It’s particular solution is \({\displaystyle x_p(t) = \frac{\pi}{2 \omega_n^2} - \frac{4}{\pi} \sum_{n \text{odd}}^{\infty} \frac{\cos(k \omega t)}{k^2(\omega_n^2 - k^2 \omega^2)}}\)

6.2 Back

Yes, for special frequencies. The homogeneous solution for the system is

\({\displaystyle x_h = c_1 \cos(\omega_n t) + c_2 \sin(\omega_n t)}\)

If the steady periodic solution, \(x_p\), has a period in common with \(x_h\) then we can add them together to get many solutions with that common period.

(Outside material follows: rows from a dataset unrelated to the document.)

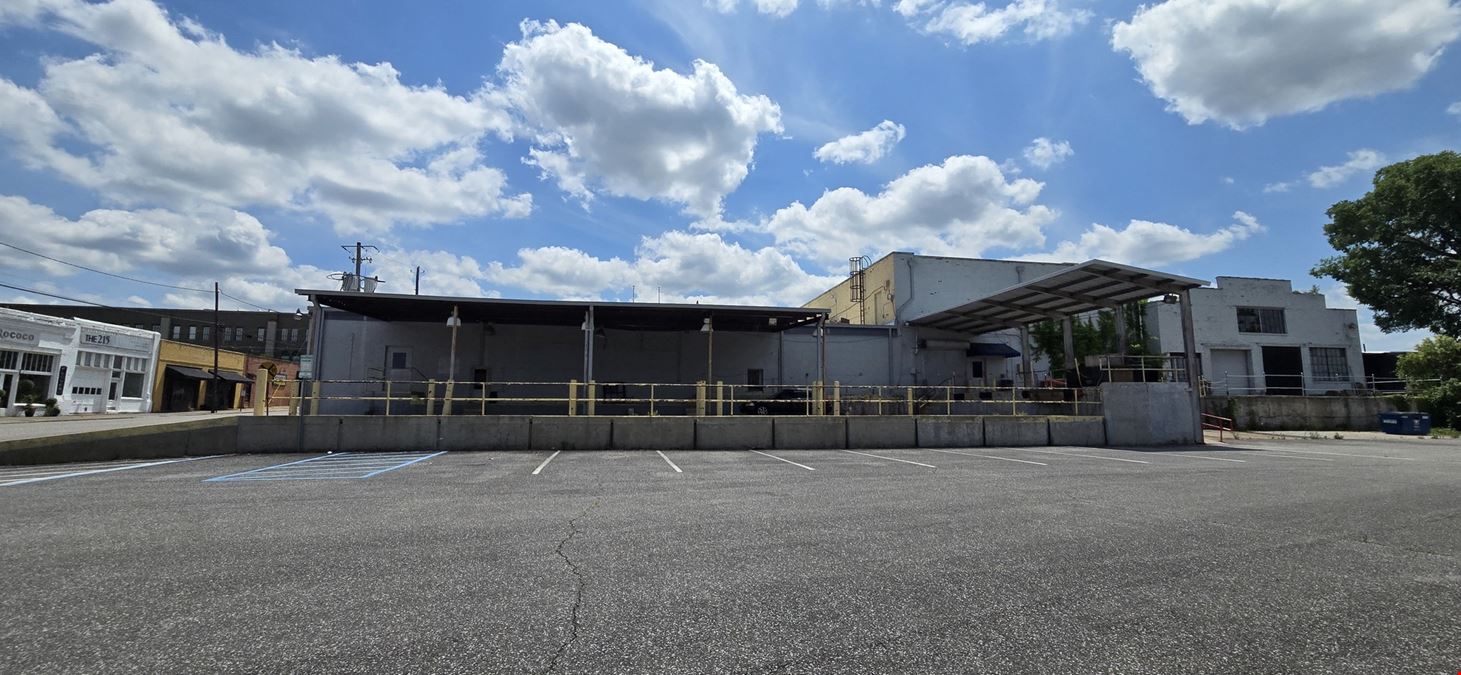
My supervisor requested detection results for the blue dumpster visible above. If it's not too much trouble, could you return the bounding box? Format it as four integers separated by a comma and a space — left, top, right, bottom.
1379, 412, 1432, 435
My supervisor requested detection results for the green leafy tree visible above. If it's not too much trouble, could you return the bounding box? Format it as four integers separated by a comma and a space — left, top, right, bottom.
1312, 151, 1461, 336
1029, 305, 1151, 372
1397, 335, 1461, 430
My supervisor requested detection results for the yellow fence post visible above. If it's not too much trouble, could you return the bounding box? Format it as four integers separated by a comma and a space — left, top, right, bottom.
480, 382, 486, 416
384, 380, 392, 417
812, 380, 824, 416
833, 381, 841, 416
568, 379, 578, 416
715, 381, 723, 417
649, 384, 656, 417
587, 381, 596, 417
288, 380, 301, 416
425, 379, 436, 416
906, 387, 914, 416
443, 381, 454, 416
946, 386, 952, 415
695, 381, 706, 417
728, 385, 735, 416
877, 386, 883, 416
308, 380, 320, 416
253, 367, 270, 416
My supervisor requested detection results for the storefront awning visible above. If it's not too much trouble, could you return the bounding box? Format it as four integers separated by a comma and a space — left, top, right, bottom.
210, 370, 252, 384
166, 365, 213, 380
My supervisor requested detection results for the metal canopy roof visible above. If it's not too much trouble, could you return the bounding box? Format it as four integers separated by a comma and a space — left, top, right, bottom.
909, 259, 1207, 334
299, 290, 826, 333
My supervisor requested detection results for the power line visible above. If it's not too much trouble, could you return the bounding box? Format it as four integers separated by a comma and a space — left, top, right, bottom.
0, 238, 210, 293
0, 237, 283, 313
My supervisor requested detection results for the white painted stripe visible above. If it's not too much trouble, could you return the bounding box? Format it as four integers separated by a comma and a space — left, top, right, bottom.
1246, 447, 1415, 461
655, 450, 682, 473
1252, 452, 1334, 462
1013, 448, 1149, 464
748, 450, 815, 471
531, 450, 561, 475
842, 450, 936, 468
4, 455, 225, 486
920, 448, 1047, 466
206, 453, 346, 481
1161, 453, 1247, 463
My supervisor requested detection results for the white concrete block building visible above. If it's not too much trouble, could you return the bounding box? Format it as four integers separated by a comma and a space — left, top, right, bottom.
1145, 277, 1364, 395
0, 307, 161, 415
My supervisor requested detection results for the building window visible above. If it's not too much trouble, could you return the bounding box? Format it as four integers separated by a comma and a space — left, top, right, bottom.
289, 328, 300, 343
201, 326, 211, 341
1310, 347, 1350, 381
171, 325, 181, 339
20, 353, 53, 373
1236, 307, 1286, 334
0, 350, 15, 370
222, 327, 232, 342
121, 372, 146, 398
188, 326, 198, 340
747, 368, 764, 391
257, 327, 266, 342
151, 324, 160, 333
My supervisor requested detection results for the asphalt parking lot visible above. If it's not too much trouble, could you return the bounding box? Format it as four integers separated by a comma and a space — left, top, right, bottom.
3, 438, 1460, 673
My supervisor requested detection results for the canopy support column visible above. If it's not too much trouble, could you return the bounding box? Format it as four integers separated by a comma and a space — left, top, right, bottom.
1179, 290, 1202, 443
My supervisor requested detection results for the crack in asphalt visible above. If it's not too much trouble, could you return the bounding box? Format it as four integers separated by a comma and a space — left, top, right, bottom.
543, 500, 598, 674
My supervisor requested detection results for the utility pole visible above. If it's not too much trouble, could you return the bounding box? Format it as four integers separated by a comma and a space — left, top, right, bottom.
341, 241, 378, 291
211, 281, 220, 413
415, 266, 422, 295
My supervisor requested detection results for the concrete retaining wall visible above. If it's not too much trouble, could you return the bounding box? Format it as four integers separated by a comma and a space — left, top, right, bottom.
1049, 416, 1106, 446
1102, 382, 1198, 446
3, 411, 1139, 466
0, 417, 239, 465
773, 417, 847, 449
1204, 395, 1400, 431
611, 417, 696, 450
530, 416, 612, 451
984, 416, 1051, 446
846, 416, 916, 449
694, 417, 773, 449
915, 417, 984, 448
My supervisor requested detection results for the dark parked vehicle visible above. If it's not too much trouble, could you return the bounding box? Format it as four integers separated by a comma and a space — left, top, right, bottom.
739, 388, 819, 415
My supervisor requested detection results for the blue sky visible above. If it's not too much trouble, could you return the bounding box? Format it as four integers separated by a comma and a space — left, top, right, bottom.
0, 0, 1457, 350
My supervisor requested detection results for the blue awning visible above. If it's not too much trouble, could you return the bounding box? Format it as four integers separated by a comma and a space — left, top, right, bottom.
967, 343, 1020, 358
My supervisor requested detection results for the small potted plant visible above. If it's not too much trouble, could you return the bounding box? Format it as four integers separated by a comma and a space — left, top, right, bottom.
43, 397, 61, 417
16, 380, 38, 417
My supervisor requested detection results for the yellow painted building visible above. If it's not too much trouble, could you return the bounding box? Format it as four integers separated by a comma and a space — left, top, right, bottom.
152, 339, 250, 412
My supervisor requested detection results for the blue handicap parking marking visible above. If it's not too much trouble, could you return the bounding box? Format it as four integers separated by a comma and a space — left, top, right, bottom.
205, 451, 446, 482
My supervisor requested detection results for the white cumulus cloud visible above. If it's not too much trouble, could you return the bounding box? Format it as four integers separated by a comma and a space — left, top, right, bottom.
813, 120, 906, 164
1022, 137, 1073, 170
499, 20, 783, 220
487, 231, 839, 305
1111, 0, 1461, 128
1306, 149, 1386, 189
903, 0, 1092, 46
764, 154, 1056, 268
0, 0, 530, 235
1024, 211, 1265, 267
707, 0, 800, 17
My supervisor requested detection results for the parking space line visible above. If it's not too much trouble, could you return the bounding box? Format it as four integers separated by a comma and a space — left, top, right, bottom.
748, 450, 815, 471
204, 453, 345, 482
1012, 448, 1149, 464
1246, 448, 1415, 461
920, 448, 1047, 466
655, 450, 682, 473
1251, 452, 1334, 462
841, 450, 936, 468
361, 451, 447, 477
531, 450, 561, 475
1161, 453, 1247, 463
5, 455, 225, 487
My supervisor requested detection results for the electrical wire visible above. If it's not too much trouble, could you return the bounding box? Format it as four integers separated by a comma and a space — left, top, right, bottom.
0, 238, 283, 313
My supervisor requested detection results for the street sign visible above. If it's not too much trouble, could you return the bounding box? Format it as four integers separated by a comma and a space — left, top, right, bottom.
298, 354, 314, 380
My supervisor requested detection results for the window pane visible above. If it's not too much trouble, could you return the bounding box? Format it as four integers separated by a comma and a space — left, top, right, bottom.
0, 350, 15, 369
1310, 347, 1349, 381
171, 326, 181, 339
122, 372, 145, 398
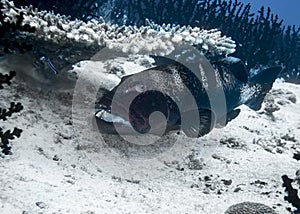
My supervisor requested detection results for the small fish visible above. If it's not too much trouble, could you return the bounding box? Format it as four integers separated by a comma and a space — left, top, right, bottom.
39, 56, 59, 75
47, 57, 59, 75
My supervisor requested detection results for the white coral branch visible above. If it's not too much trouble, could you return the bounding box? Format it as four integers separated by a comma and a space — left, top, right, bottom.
1, 0, 236, 56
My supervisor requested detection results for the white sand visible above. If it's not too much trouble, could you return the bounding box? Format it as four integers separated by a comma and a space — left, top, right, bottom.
1, 57, 300, 214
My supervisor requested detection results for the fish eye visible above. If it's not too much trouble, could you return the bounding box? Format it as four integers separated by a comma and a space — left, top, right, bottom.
135, 84, 145, 93
124, 82, 146, 93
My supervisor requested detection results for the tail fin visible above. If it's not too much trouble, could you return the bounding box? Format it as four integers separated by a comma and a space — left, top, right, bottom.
245, 66, 282, 111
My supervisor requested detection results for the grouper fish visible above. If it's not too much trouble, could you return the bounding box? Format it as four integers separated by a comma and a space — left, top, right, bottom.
95, 56, 282, 138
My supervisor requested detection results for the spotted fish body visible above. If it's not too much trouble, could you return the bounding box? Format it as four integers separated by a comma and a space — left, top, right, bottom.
95, 56, 281, 138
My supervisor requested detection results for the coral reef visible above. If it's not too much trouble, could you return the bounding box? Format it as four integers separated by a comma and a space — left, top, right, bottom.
225, 201, 277, 214
2, 0, 299, 82
0, 0, 35, 55
0, 70, 23, 155
13, 0, 102, 22
105, 0, 300, 82
0, 0, 236, 56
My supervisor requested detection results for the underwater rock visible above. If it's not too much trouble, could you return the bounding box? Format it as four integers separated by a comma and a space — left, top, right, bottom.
225, 201, 277, 214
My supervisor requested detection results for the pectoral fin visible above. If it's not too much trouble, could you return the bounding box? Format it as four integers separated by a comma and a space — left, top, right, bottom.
182, 109, 215, 138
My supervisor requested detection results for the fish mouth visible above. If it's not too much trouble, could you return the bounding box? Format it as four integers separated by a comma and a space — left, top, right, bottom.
96, 107, 130, 126
95, 90, 180, 135
95, 97, 137, 134
95, 103, 150, 133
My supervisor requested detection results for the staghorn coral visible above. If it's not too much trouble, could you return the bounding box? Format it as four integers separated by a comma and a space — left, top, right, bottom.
0, 0, 35, 55
103, 0, 300, 83
282, 175, 300, 213
0, 70, 15, 89
225, 201, 277, 214
1, 0, 299, 81
13, 0, 103, 22
0, 101, 23, 121
0, 71, 23, 155
0, 127, 22, 155
0, 0, 236, 56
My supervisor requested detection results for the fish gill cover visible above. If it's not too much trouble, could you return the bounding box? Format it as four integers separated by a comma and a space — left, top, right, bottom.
4, 0, 300, 83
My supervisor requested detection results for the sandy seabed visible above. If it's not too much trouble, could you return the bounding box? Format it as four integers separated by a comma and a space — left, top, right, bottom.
1, 57, 300, 214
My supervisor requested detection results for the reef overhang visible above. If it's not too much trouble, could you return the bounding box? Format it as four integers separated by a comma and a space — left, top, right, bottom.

• Base period of \(x_h\) is \(2\pi / \omega_n\)
• Base period of \(x_p\) is \(2\pi / \omega\) provided \(\omega_n \neq 0, \omega, 3 \omega, \dots\)

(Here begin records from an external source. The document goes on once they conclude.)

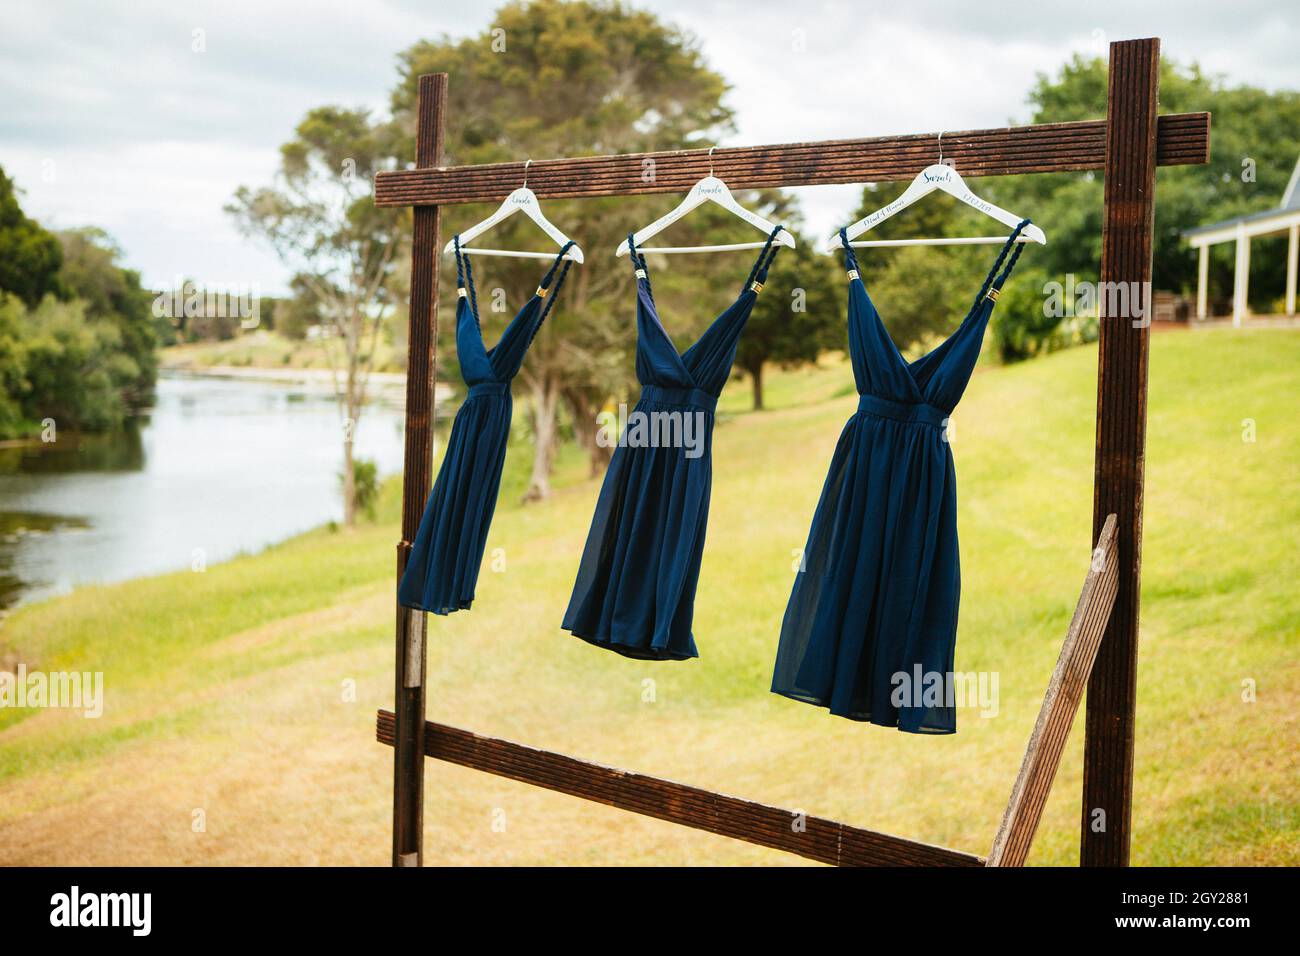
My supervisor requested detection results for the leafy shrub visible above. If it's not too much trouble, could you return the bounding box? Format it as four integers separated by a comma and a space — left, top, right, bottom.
349, 457, 380, 521
990, 266, 1098, 363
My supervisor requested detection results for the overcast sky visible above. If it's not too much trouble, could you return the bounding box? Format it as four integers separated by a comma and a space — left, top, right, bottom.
2, 0, 1296, 294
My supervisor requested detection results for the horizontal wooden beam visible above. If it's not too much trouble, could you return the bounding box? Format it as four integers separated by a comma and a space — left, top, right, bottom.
375, 113, 1210, 207
375, 711, 983, 867
987, 514, 1120, 867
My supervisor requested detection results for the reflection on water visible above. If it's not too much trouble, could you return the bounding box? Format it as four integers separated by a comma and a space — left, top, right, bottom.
0, 373, 408, 611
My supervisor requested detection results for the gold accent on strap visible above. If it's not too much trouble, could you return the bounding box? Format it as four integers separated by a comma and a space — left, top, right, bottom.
457, 288, 468, 299
750, 280, 764, 294
985, 288, 1000, 302
847, 269, 860, 281
536, 285, 549, 298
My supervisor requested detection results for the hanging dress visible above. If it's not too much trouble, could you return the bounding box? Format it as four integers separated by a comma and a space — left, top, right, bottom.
770, 221, 1032, 733
562, 228, 785, 660
398, 237, 576, 614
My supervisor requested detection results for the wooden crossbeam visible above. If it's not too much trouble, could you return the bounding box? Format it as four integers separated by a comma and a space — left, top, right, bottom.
375, 711, 984, 867
374, 113, 1209, 207
987, 514, 1120, 866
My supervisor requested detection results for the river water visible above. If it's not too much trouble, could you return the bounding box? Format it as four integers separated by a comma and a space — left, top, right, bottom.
0, 373, 410, 611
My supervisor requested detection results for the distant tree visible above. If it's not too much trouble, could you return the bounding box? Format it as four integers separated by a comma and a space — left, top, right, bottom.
993, 261, 1097, 361
0, 294, 27, 436
56, 228, 157, 407
20, 296, 140, 433
867, 244, 988, 356
259, 297, 279, 334
735, 235, 841, 410
0, 166, 62, 307
990, 55, 1300, 307
271, 275, 327, 341
847, 57, 1300, 359
390, 0, 736, 498
0, 184, 155, 438
228, 107, 405, 526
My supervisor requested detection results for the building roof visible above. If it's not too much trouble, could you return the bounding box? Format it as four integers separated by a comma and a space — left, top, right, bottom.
1284, 155, 1300, 211
1184, 155, 1300, 238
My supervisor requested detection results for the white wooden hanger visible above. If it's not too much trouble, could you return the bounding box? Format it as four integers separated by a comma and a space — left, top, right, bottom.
616, 147, 796, 256
822, 133, 1046, 253
443, 160, 584, 263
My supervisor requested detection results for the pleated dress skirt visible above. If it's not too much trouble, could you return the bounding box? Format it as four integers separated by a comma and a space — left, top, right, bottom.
561, 388, 718, 661
771, 395, 961, 733
398, 381, 511, 614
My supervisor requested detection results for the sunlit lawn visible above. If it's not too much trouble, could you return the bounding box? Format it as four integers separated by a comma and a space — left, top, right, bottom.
1, 327, 1296, 865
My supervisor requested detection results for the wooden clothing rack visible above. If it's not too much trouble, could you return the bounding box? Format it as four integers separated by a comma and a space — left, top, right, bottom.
373, 37, 1211, 867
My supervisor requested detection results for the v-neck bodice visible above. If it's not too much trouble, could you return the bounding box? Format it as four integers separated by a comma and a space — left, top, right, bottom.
454, 241, 575, 387
845, 222, 1030, 413
631, 230, 781, 399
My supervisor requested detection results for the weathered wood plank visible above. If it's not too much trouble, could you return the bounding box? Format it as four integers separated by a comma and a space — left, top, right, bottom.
391, 71, 446, 868
987, 515, 1120, 867
374, 113, 1208, 207
1082, 38, 1161, 868
376, 712, 984, 867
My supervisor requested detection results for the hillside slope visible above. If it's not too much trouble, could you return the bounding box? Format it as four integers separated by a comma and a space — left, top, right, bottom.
1, 327, 1296, 865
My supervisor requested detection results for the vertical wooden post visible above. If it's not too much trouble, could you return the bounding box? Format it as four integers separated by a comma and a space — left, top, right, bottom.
393, 72, 447, 868
1083, 38, 1159, 867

The functions \(x_h\) and \(x_p\) have a common period when some positive integer multiple of the base period of \(x_h\) equals a multiple of the base period of \(x_p\)

\({\displaystyle M \frac{2\pi}{\omega_n} = N \frac{2\pi}{\omega}}\), for some positive integers \(M\) and \(N\). So

\({\displaystyle \omega_n = \frac{M}{N} \omega}\)

There is more than one periodic solution if \(\omega_n\) is any positive rational multiple of \(\omega\) except \(1,3,5, \dots\)

7 When can we say that this system is in pure resonance without calculating the solution?

7.1 Front

When can we say that this system is in pure resonance without calculating the solution?

\(m \ddot{x} + k x = f(t)\), where \(f(t)\) is a periodic function

7.2 Back

The natural frequency of the spring-mass system is \({\displaystyle \omega_n = \sqrt{\frac{k}{m}}}\)

The typical term of the Fourier expansion of \(f(t)\) is \({\displaystyle \cos(n \frac{\pi}{L} t)}\) and \({\displaystyle \sin(n \frac{\pi}{L} t)}\); thus we get pure resonance if and only if the angular frequency of any of the Fourier terms is equals to \(\omega_n\),

\({\displaystyle \omega_n = \frac{n \pi}{L}}\), where \(n\) is an integer

8 How can we expand this expression?

8.1 Front

How can we expand this expression?

\({\displaystyle \sum_{n \text{odd}}^{\infty} \sin(n(t + \pi/2))}\)

8.2 Back

\({\displaystyle \cos(t) - \cos(3t) + \cos(5t) - \cos(7t) + \cdots}\)